In the Kitchen with Sigona's: Celebrating St. Patrick's Day

In the Kitchen with Sigona’s: Celebrating St. Patrick’s Day

We can’t let St. Patrick’s Day go by without offering a few traditional Irish recipes! Peter, our wine and beer specialist, has an Irish heritage and said without hesitation that we should include a recipe for Soda Bread. The next day, I had a copy of the March 2010 issue of Bon Appetit on my desk with a note saying this recipe for Mrs. O’Callaghan’s Soda Bread is a must – so here it is!

Mrs. O’Callaghan’s Soda Bread

Recipe from Bon Appetit, March 2010
Makes 1 loaf
*Mrs. O’Callaghan makes this bread in a rectangular pan.

  • Nonstick vegetable oil spray
  • 3 cups all purpose flour
  • 3 cups whole wheat flour
  • 1/2 cup (packed) brown sugar
  • 2 tsp baking soda
  • 1/4 cup (1/2 stick) chilled margarine or butter, cut into 1/2-inch cubes
  • 2 cups buttermilk
  • 1 tsp. salt (optional, to take away from the sweetness of the bread)

Preheat oven to 425°F. Spray heavy baking sheet with nonstick spray. Whisk both flours, sugar, and baking soda in medium bowl to blend. Add margarine and cut in until margarine is reduced to pea-size pieces. Add buttermilk; stir until shaggy dough forms. Turn dough out onto lightly floured work surface. Knead until dough comes together, about 10 turns. Shape dough into 9-inch round (the round should be about 1 inch high). Place dough on prepared baking sheet. Cut large X, 1/2 inch deep, in top of dough, almost all the way to the edges of the round.

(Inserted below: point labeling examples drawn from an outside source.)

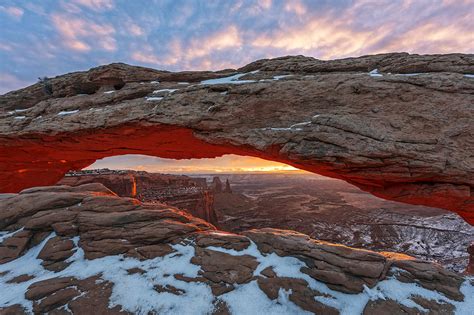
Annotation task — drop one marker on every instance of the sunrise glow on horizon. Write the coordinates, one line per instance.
(225, 164)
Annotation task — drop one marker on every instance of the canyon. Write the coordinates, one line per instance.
(398, 126)
(190, 194)
(323, 208)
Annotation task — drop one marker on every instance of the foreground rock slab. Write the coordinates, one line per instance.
(397, 125)
(77, 250)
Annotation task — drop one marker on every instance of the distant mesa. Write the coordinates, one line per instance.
(380, 122)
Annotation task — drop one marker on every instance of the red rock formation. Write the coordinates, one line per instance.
(227, 187)
(87, 250)
(470, 266)
(403, 138)
(216, 184)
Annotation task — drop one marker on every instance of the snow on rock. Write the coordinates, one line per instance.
(17, 111)
(165, 91)
(233, 79)
(278, 77)
(133, 292)
(408, 74)
(67, 112)
(154, 98)
(4, 235)
(375, 73)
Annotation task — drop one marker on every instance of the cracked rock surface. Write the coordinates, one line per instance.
(397, 125)
(83, 249)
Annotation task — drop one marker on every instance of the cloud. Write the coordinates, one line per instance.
(79, 34)
(227, 163)
(135, 30)
(146, 55)
(9, 82)
(14, 12)
(323, 37)
(96, 5)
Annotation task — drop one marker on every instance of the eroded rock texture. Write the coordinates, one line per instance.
(183, 192)
(404, 132)
(85, 250)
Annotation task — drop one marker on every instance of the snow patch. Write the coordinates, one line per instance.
(17, 111)
(135, 293)
(67, 112)
(233, 79)
(165, 91)
(5, 235)
(278, 77)
(375, 73)
(153, 98)
(408, 74)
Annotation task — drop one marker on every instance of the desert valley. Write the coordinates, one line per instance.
(380, 222)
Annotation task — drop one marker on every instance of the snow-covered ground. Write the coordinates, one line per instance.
(135, 292)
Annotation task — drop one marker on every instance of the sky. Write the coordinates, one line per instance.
(53, 37)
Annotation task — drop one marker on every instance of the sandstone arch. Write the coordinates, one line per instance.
(404, 132)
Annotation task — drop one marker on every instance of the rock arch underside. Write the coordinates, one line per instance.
(396, 125)
(403, 132)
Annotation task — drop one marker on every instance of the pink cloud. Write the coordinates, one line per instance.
(96, 5)
(146, 55)
(76, 33)
(9, 82)
(14, 12)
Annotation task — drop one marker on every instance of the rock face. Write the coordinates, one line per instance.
(85, 250)
(397, 125)
(186, 193)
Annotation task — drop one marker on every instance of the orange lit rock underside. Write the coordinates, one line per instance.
(402, 138)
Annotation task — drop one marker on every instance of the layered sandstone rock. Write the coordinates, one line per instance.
(397, 125)
(85, 250)
(186, 193)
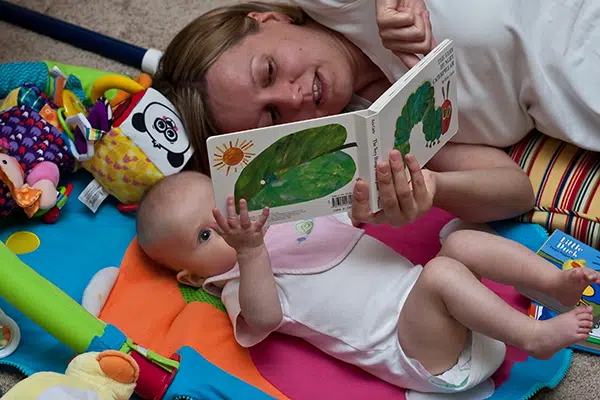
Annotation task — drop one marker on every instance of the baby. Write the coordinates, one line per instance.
(431, 329)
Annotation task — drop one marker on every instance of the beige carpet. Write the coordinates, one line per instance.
(152, 23)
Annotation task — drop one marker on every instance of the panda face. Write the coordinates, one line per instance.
(165, 129)
(163, 125)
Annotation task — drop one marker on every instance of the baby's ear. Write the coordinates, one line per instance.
(189, 278)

Bake bread in center of oven until deep brown and bottom sounds hollow when firmly tapped (a bamboo skewer inserted into the center of the bread should emerge clean without any stickiness or moistness), about 55-60 minutes. Transfer bread to rack and cool completely.

Corned Beef Dinner

We’ve included a recipe for Corned Beef to go with your Soda Bread. Everyone has their own recipe for Corned Beef, using a different brine mix or vegetables, but we like this one best. We’re recommending you find a recipe for your own brine/marinade or find a brisket at the butcher’s that has already been marinating. Feel free to tweak as you wish and have a great St. Patrick’s Day celebration! Serves 6.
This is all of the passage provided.